Roanoke Times Copyright (c) 1995, Landmark Communications, Inc. DATE: THURSDAY, October 19, 1995 TAG: 9510190067 SECTION: NATIONAL/INTERNATIONAL PAGE: A-8 EDITION: METRO SOURCE: Associated Press DATELINE: LONDON LENGTH: Short
Dylan Thomas denounced Kipling as standing ``for everything in this cankered world which I would wish were otherwise.''
But the poet of Empire and ``the white man's burden'' has just been hailed as Britain's favorite poet.
Or, to be precise, the favorite of an unknown number of callers who thought it was worth 25 pence, about 40 cents, per call to join a phone-in poll set up by the BBC as part of Poetry Day last Friday.

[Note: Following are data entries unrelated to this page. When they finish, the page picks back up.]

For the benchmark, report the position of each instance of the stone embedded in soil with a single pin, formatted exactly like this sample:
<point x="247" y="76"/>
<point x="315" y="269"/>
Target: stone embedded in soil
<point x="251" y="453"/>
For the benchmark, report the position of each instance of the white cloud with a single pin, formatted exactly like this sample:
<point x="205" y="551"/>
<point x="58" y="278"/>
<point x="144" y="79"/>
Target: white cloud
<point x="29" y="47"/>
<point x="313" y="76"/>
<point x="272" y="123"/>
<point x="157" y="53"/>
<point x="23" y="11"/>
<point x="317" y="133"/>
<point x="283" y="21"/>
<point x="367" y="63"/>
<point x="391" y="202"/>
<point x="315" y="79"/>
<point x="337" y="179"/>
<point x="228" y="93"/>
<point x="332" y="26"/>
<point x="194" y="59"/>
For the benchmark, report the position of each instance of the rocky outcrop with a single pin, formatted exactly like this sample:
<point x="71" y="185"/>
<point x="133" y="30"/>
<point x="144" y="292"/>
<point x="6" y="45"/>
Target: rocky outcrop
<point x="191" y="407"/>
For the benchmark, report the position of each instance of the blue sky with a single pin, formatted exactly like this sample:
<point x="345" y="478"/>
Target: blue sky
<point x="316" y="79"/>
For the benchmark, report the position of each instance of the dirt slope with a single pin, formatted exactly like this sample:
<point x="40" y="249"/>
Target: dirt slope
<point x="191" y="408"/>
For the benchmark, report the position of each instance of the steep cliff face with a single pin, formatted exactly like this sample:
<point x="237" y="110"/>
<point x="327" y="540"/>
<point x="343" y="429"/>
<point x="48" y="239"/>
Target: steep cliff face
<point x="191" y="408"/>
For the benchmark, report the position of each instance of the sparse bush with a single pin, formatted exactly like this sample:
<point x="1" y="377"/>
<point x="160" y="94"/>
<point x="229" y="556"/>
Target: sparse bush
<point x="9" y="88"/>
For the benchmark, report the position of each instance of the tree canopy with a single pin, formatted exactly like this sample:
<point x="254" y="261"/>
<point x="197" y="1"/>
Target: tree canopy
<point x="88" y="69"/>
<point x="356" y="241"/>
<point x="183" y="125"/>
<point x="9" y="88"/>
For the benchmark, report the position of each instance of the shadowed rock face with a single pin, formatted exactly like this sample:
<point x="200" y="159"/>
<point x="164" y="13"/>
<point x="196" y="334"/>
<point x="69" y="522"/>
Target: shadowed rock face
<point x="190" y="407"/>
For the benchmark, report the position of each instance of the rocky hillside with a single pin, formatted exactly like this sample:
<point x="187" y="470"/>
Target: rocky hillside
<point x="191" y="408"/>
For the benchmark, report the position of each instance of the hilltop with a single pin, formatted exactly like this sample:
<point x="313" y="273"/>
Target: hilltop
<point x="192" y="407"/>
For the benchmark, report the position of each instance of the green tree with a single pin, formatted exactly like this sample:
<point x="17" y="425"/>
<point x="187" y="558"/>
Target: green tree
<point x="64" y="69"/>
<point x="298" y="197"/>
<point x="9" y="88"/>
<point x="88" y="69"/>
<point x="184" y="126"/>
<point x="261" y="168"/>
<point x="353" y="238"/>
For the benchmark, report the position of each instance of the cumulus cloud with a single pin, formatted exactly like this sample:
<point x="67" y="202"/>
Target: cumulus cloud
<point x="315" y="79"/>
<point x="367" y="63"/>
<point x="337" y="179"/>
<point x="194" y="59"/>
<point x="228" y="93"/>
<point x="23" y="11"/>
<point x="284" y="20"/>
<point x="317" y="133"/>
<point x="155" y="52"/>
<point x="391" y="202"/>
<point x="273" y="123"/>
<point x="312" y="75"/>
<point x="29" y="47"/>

Among 7,500 callers, who spread their votes over more than a thousand poems, Kipling's ``If'' was the most frequently mentioned work. He was also mentioned most often among 200-plus authors. ``If'' is an older man's advice to the young:
``If you can fill the unforgiving minute
``With sixty seconds' worth of distance run,
``Yours is the Earth and everything that's in it,
``And - which is more - you'll be a man, my son!''
The BBC refused to say how many votes Kipling actually won, and wouldn't say why it wouldn't disclose the figures. ``We've said what we have decided to say,'' said Karen Jones of the BBC's education unit. But the BBC did say that ``If'' pulled twice as many votes as ``Lady of Shalott'' by Alfred, Lord Tennyson.